Kana kanji simple inversion library

Project description

Overview

Documentation Status PyPI version https://raw.githubusercontent.com/vshymanskyy/StandWithUkraine/main/badges/StandWithUkraine.svg

pykakasi is a Python Natural Language Processing (NLP) library to transliterate hiragana, katakana and kanji (Japanese text) into rōmaji (Latin/Roman alphabet).

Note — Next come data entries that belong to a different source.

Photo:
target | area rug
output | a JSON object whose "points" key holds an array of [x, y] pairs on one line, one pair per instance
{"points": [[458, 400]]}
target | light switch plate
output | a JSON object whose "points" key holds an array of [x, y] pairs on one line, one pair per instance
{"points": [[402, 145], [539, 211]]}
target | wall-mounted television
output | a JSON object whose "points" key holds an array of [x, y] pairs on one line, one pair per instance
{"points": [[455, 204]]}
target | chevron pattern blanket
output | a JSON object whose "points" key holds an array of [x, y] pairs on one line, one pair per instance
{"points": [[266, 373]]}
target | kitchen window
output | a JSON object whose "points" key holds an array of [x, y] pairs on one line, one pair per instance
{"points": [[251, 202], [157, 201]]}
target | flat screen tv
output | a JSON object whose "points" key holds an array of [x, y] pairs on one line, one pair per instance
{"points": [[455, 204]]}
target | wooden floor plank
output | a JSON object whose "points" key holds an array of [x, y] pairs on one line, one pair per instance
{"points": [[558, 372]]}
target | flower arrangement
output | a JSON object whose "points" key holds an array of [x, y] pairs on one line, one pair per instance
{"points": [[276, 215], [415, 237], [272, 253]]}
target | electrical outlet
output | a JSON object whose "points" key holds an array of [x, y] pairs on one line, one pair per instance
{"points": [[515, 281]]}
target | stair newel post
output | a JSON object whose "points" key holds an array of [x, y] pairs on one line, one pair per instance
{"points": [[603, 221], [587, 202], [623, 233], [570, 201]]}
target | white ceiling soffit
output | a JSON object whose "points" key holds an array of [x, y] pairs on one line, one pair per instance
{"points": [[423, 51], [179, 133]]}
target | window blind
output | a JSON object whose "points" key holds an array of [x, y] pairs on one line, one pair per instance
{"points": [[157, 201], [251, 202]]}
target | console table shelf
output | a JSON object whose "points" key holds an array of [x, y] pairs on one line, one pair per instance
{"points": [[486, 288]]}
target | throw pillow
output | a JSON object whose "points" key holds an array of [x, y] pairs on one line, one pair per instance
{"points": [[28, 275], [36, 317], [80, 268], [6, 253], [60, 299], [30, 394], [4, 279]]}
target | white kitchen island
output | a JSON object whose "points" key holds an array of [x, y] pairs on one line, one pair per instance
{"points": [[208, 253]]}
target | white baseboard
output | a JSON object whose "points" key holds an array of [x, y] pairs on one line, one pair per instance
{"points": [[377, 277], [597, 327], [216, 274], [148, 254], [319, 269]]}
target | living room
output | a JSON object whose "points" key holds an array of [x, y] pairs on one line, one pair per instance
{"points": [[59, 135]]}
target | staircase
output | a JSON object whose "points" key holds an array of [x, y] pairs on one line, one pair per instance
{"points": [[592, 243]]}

It can handle characters in NFC form.

Its algorithms are based on the kakasi library, which is written in C.

Supported python versions

  • pykakasi supports python 3.8, 3.9, 3.10, 3.11, 3.12, 3.13 and pypy3

Usage

Transliterate Japanese text to kana, hiragana and romaji:

import pykakasi
kks = pykakasi.kakasi()
text = "かな漢字"
result = kks.convert(text)
for item in result:
    print("{}: kana '{}', hiragana '{}', romaji: '{}'".format(item['orig'], item['kana'], item['hira'], item['hepburn']))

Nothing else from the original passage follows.